Riyas Komu, cofounder and secretary of India’s Kochi-Muziris Biennale, has been accused of sexual misconduct and has temporarily stepped down from his post. Allegations against Komu first surfaced on the anonymously run Instagram account @herdsceneand on October 16. The account, which was created earlier this month, claims that it is “cutting though BS in the Indian Art world, one predator and power play, at a time.”

The accuser, a thirty-seven-year-old female artist, said that she met Komu during a studio visit in Mumbai in 2015. She claims that he invited her to Kochi, India, to discuss a potential project. After she arrived in the city, she attended an event with Komu. At the end of the evening, he walked her to her hotel, where he allegedly invited himself into her room and then began forcibly kissing her.

Komu has denied the allegations. On his own Instagram account, he wrote: “As an artist who is committed to social and political causes, I support the #MeToo movement that has disrupted the prevailing structures of authority and created ways for representing previously suppressed voices . . . I’m deeply upset that this incident has been understood and presented in this manner. However, as the person has expressed hurt, I would like here to offer my apologies and I am opening myself to the possibility of a conversation.”

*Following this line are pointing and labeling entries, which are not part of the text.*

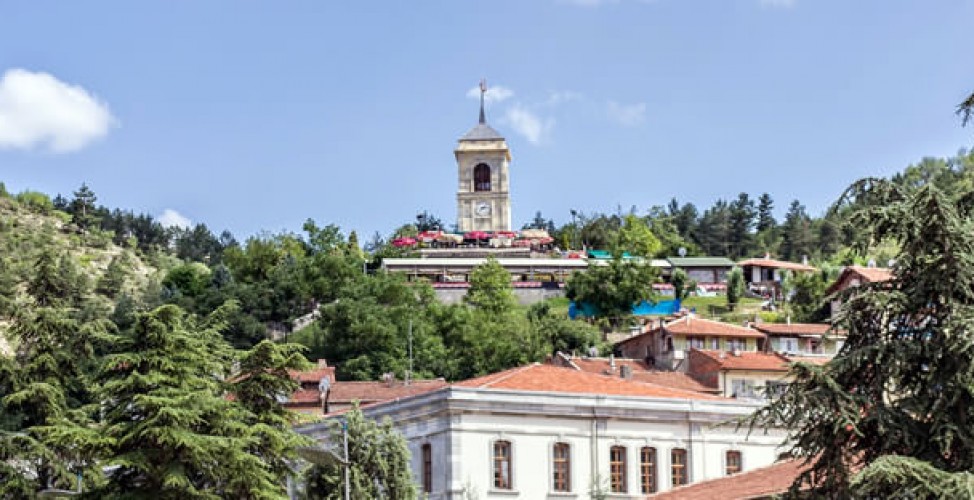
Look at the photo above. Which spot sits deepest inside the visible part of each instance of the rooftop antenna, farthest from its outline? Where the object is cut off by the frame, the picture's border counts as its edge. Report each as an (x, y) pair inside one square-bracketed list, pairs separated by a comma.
[(483, 90), (409, 373)]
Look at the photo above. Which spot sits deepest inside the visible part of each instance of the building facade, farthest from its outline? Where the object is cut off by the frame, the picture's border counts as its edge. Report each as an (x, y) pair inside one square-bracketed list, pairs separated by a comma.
[(548, 432), (483, 190)]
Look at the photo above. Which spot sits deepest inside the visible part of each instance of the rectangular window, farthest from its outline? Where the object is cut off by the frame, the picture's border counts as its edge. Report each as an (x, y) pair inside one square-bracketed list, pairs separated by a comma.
[(562, 461), (678, 464), (647, 469), (732, 462), (617, 469), (427, 468), (774, 390), (502, 465)]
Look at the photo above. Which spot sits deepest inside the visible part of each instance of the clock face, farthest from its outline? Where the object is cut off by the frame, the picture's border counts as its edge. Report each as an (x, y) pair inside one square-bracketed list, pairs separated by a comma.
[(482, 209)]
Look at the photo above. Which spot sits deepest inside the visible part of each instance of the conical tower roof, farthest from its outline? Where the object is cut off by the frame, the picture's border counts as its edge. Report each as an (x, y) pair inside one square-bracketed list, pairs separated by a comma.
[(482, 131)]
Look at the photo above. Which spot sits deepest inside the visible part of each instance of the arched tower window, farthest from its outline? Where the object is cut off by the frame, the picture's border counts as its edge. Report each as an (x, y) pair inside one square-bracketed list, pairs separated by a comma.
[(481, 177)]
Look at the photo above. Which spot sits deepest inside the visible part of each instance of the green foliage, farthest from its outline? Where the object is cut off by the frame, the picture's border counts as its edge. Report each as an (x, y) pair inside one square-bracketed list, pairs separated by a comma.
[(35, 202), (83, 208), (45, 412), (111, 283), (490, 288), (682, 284), (261, 382), (636, 237), (379, 463), (735, 287), (897, 398), (613, 288), (807, 300), (169, 431)]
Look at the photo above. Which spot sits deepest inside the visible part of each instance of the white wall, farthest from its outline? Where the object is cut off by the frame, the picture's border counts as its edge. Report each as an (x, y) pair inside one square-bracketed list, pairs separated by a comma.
[(461, 428)]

The Kochi Biennale Foundation also issued a statement addressing the accusations. In a joint statement, members of the event’s managing committee said that while there has been no formal complaint against Komu, “we are collectively committed to ensuring zero tolerance to any harassment or misconduct, and have decided to constitute a committee to inquire into this matter.” They added that Komu will not be returning “till the matter is resolved.” “The Kochi Biennale Foundation is responsible for the safety and security of its community, and will take all measures to ensure this as we work together in making the Biennale.”


Anita Dube, curator of the upcoming 2018 edition of the Kochi-Muziris Biennale, which opens in December, issued a statement on the controversey surrounding Komu and the Kochi Biennale Foundation’s pending investigation. It reads: 

“This is in response to the disturbing allegation of sexual harassment against Riyas Komu, Secretary, KBF [Kochi Biennale Foundation], on social media. There is an atmosphere of misogyny prevailing unchallenged in most institutions led by men, KBF being no exception.

As the first woman curator, I take the issue of women’s empowerment i.e. Feminism, seriously. It informs my curatorial deliberations and I try to practice what I preach.

Purushamedhavitwam [Patriarchy], has gone about the business of using women’s bodies, their labour, their intelligence to further its own causes. This is what Feminism as a radical consciousness has been questioning.

The MeToo Movement is part of this questioning. Its a flood and the flood gates have been opened. What was considered (for centuries) the perks of masculinity, is being called out today as totally unacceptable to women, as a violation of their human rights. I stand in complete solidarity, salute those who are brave enough to put their name at stake, support those who are disempowered and remain anonymous.

In Riyas Komu stepping down, the Kochi Biennale Foundation has taken remedial action, and begun the process of structural change, taking into consideration suggestions from the employees and the curatorial team.

I take this as an opportunity for everyone to reflect and contribute to the strengthening of KBF. Institutions are hard to build; it would be foolish to pull one down, and wiser to turn a mirror to its face.”